Immutable Dev Environment

…of course that SSD would fail under me and wreck my install!

Thankfully I was really disciplined and was carefully keeping my dotfiles repository up-to-date. Coming back to the state I was before that disaster happened should be easy, right?

Well, what ended up happening is that the dotfiles weren’t in sync as expected, there was a bunch of files that were ignored during the backups. Even if I was very careful in keeping that dotfiles repo update, still, there were a lot of unforeseen circumstances:

  • those ignored files were actually important settings
  • worse, I completely forgot that I even used that very obscure package created from an one-off build to solve an immediate need.

Automation with Ansible

I’ve had to solve that problem, and went straight on a quest to automate my development environment setup. A few days later, I’ve had a pretty complete set of ansible scripts, that would install all the packages I needed, clone my dotfiles, and completely setup my environment in a repeatable way…

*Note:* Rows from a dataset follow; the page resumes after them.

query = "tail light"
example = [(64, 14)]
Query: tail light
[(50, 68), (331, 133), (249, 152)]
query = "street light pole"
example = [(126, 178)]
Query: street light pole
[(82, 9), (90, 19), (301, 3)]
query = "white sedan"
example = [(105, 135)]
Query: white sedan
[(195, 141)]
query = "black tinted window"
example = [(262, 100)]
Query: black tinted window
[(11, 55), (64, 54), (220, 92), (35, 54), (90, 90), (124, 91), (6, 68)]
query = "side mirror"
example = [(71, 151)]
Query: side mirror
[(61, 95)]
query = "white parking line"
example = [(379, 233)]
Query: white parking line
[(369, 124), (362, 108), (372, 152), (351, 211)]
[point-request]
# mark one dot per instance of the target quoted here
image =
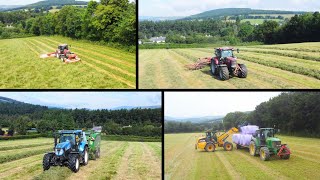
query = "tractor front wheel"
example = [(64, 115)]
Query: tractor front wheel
[(74, 163), (224, 73), (252, 148), (228, 146), (213, 68), (264, 154), (210, 147), (46, 161), (244, 71)]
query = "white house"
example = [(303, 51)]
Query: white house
[(158, 39)]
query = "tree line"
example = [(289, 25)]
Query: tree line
[(112, 21), (21, 117), (294, 113), (300, 28)]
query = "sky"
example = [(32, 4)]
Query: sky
[(200, 104), (89, 100), (165, 8)]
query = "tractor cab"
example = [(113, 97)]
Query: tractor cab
[(62, 47)]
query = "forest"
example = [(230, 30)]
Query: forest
[(300, 28), (110, 21), (294, 113), (20, 117)]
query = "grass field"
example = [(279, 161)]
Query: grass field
[(101, 66), (291, 66), (182, 161), (119, 160)]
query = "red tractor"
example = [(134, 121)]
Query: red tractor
[(63, 53), (225, 64)]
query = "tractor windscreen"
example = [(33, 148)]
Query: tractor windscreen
[(67, 137), (226, 53)]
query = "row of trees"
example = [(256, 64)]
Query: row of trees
[(295, 113), (109, 21), (300, 28), (21, 117)]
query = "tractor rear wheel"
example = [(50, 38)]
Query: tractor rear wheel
[(73, 162), (228, 146), (224, 73), (252, 148), (244, 72), (46, 161), (213, 68), (210, 147), (264, 154)]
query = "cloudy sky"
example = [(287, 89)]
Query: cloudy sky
[(199, 104), (164, 8), (89, 100)]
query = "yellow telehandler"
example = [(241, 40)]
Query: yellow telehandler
[(213, 140)]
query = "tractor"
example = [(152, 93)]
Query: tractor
[(70, 149), (94, 138), (225, 64), (212, 140), (264, 143)]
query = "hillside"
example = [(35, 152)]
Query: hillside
[(49, 3), (218, 13)]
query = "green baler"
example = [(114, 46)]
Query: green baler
[(94, 139)]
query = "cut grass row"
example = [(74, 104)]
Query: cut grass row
[(183, 161), (112, 71)]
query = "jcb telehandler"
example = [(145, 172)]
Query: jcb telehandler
[(213, 140)]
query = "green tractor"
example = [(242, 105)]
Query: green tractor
[(94, 138), (264, 143)]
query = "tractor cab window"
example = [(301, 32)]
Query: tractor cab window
[(226, 53), (67, 138)]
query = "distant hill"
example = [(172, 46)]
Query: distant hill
[(48, 3), (152, 18), (195, 119), (135, 107), (218, 13)]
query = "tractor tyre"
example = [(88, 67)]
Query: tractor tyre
[(85, 158), (252, 148), (46, 161), (98, 153), (244, 72), (213, 68), (210, 147), (73, 162), (264, 154), (228, 146), (224, 73)]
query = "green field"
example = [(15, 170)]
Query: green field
[(101, 66), (182, 161), (291, 66), (119, 160)]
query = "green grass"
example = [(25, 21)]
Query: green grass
[(289, 66), (119, 159), (183, 161), (101, 66)]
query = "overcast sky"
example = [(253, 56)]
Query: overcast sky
[(89, 100), (164, 8), (199, 104), (25, 2)]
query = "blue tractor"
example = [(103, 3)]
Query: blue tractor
[(70, 149)]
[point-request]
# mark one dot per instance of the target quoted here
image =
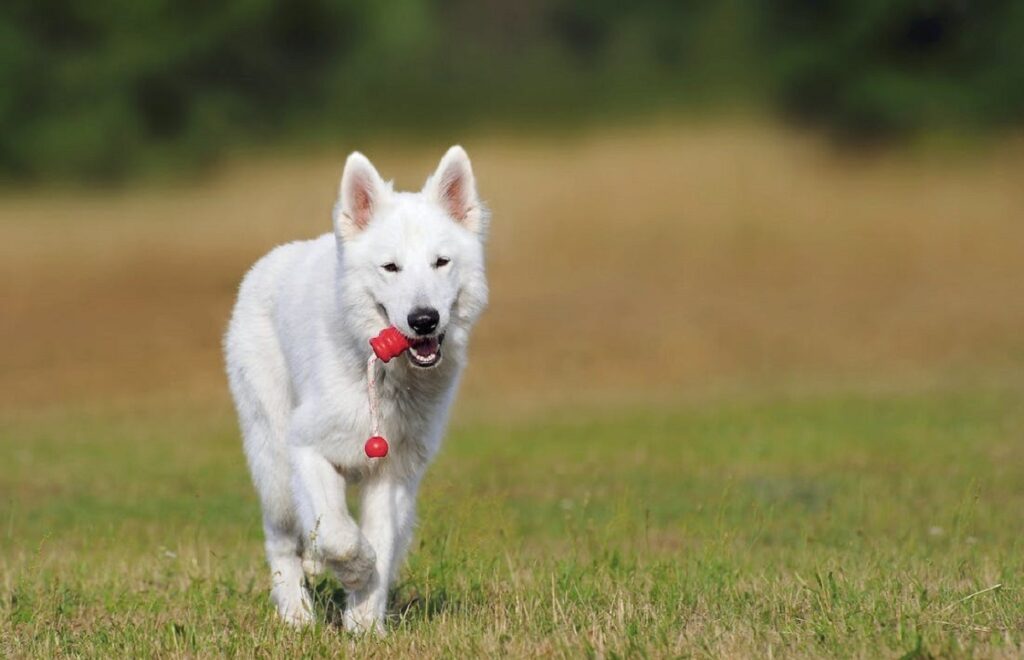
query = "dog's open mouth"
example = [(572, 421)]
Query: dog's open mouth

What I didn’t anticipate is that since setting up a new environment took a pretty good time waiting for ansible to run, I would unconsciously avoid re-creating it frequently, and worse, I ended up installing more stuff after a while. When I went to try using my own scripts, they were completely out-of-sync with what I was currently using at my machine.

Clearly I couldn’t expect I’d be disciplined enough to keep the scripts updated, and at the same time not install new stuff on the environment by simply calling out apt-get install whatever vs editing some random ansible script and re-provisioning my environment.

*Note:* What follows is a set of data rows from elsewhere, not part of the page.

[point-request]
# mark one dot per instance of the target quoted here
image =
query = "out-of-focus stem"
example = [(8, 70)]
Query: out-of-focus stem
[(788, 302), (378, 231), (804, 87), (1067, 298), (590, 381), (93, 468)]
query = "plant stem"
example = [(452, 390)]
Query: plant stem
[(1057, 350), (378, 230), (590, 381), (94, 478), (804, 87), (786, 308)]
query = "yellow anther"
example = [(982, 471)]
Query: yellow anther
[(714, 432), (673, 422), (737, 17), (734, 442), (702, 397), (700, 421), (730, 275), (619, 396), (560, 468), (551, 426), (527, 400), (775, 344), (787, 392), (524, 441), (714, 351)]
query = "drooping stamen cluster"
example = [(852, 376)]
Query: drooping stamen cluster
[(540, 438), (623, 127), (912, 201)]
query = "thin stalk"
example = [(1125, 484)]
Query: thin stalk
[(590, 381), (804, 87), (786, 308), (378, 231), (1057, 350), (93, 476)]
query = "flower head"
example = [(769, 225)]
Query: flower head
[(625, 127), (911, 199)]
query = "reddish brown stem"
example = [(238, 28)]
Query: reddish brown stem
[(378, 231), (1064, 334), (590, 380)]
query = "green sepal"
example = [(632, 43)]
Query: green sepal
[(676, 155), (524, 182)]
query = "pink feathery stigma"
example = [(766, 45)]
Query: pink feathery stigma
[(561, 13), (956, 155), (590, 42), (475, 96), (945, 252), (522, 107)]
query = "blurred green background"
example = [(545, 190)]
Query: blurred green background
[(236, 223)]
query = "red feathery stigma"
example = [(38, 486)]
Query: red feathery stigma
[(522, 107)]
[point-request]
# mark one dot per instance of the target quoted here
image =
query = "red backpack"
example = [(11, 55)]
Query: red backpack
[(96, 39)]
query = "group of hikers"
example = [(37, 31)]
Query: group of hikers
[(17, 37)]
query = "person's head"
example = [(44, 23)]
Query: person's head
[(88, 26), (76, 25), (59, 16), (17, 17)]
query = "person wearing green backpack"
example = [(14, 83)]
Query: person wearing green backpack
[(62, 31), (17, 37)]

Then the worst happened. I’ve had another hardware failure, and here I was again scrambling to remember what the heck I did to start with. The Linux distribution I was using changed the name of some packages, updated some package versions and I wasn’t paying attention. It took me 1 entire day to fix my environment.

Enough is enough.

I was already a pretty heavy docker user. After getting inspired by reading Jess Frazelle’s blog I started moving more and more things I used to small containers. The satisfaction of not having to taint my host install with some random packages was great.

Then it dawned on me: Why not actually set up the whole development inside a docker container?

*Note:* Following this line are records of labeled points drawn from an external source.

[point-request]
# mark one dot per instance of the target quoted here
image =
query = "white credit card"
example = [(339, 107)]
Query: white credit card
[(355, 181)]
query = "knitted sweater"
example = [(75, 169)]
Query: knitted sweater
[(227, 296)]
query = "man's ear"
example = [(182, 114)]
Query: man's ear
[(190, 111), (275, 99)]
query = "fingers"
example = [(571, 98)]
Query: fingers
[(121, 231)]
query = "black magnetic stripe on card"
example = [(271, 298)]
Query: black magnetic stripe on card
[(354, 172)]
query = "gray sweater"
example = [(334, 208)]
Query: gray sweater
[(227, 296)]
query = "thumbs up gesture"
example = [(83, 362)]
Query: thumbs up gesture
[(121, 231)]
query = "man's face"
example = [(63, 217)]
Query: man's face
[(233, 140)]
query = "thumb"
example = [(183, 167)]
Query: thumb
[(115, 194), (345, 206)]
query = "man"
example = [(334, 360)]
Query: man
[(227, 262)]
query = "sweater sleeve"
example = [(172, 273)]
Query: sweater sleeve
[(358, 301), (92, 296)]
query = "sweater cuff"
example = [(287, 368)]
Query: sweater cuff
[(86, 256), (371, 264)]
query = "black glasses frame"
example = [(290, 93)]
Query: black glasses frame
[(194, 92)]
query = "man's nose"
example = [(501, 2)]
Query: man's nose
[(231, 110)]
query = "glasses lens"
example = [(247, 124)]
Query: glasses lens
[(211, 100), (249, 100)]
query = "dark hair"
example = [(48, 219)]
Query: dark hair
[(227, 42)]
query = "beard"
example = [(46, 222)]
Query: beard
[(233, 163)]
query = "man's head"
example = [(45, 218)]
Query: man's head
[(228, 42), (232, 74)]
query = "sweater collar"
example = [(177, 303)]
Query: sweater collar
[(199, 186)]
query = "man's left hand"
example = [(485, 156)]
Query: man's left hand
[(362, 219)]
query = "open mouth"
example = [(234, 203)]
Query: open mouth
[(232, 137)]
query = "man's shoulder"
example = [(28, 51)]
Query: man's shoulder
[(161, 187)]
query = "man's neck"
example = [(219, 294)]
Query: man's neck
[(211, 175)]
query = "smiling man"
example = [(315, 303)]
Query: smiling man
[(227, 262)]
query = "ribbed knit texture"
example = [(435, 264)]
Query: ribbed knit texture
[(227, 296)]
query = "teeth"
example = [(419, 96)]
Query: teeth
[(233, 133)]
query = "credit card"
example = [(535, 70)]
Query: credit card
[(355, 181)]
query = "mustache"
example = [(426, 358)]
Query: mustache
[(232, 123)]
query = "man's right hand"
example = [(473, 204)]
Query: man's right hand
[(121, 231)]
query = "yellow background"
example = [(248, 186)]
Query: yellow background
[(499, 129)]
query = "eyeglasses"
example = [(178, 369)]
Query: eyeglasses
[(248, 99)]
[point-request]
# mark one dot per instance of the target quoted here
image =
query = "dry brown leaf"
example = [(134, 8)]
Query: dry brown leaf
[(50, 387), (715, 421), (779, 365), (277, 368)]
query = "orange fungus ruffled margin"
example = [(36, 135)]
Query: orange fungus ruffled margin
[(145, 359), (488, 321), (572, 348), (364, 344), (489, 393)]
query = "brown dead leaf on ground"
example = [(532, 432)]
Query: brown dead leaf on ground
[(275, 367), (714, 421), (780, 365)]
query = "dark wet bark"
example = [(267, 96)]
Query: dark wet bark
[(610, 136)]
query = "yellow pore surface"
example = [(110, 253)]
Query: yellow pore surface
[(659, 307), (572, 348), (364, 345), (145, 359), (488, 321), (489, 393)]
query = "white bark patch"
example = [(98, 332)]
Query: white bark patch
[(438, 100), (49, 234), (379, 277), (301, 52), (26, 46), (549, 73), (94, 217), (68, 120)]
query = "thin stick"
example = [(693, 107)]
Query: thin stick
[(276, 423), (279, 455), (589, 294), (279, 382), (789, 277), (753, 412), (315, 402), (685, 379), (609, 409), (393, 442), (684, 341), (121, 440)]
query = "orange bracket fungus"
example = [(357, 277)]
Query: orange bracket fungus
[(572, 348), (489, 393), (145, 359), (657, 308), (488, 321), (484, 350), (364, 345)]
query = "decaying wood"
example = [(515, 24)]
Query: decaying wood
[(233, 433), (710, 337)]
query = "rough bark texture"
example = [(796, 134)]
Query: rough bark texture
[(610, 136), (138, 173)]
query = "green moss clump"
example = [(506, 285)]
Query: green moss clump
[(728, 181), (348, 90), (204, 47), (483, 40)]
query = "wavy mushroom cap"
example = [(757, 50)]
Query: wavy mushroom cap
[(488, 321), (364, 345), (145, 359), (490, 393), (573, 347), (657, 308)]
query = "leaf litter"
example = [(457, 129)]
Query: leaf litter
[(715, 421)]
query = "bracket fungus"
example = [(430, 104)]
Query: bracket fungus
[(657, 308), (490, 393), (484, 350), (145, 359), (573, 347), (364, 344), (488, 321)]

The Docker Dev Environment

I was already used to running things in docker passing the --rm flag to run, essentially making the container filesystem vanish upon exit. The convenience of mounting both ssh-agent and docker sockets inside my container allowed me to get a lot of work done already.

The Dockerfile can be found here.

Design Decisions

  • The security setup for this assumes you added all your public keys to your GitHub account, and took all the required steps to lock down your account (2FA, etc).
  • To avoid port collisions, the OpenSSH server runs on port 3222.
  • There are no passwords for your user or for the root account. No sudo is configured either.
    • You still can go into the host and docker exec -it <container id> sh and get a root shell, but the whole idea is to force you to rebuild the image instead.
  • Every time you restart this container you will lose everything that wasn’t stored in volumes.
    • This might sound radical, but that’s the only thing that worked for me to finally create the discipline of keeping track of the settings I really care.
    • You can persist your settings by moving them to /mnt/secretz/$USER/pack and starting a new shell. .zshrc will call stow and symlink the files appropriately.
    • Likewise, ZSH shell history will try to look for a /mnt/secretz/$USER/.zhistory before bailing out and creating it on the home folder.

Challenges

  • Running docker outside docker meant that my container needed to share some paths with the host.
    • Solution: mount a host folder to my container, and always work inside it. So instead of using ~/dev for my code I ended up using /mnt/codez/dev. This way I could always run docker run --rm -it -v "$(pwd):$(pwd)" <some image> and docker would happily just work.
  • Mounting docker and ssh-agent sockets inside the container was annoying due to permission mismatch.
    • For the docker socket, if .zshrc cannot detect the socket, it sets up docker for TCP access in localhost. This way I can set up a dind container that will be available for my dev container.
    • For the ssh-agent, I ended up running a openssh server inside the dev container. Since I’m an avid tmux user, this not only allows me to use the ssh-agent with my Yubikeys, but also keeps my tmux session running without terminating the container as I disconnect.
  • A few things don’t quite work inside a container, like parts of the Rust test suite that interact with gdb - you might need to run this as a privileged container and disable some seccomp policies.
    • --cap-add=SYS_PTRACE --security-opt seccomp=unconfined --privileged
    • here be dragons, you’ve been warned :P

Docker-for-Mac

I ended up getting back to using Macs as my dev machines after a ridiculous fight between my Bose QC35 and the Linux Bluetooth Stack, but this deserves a whole blog post.

Networking

Docker-for-Mac uses hyperkit for its VM - while it’s really nice to have a very lightweight VM, it comes with a pretty terrible limitation: The host network is completely isolated from the VM’s host network. When you run docker run -p 8090:80 nginx Docker-for-Mac does some tricks and explicitly forwards the port 8090 to your Mac’s localhost.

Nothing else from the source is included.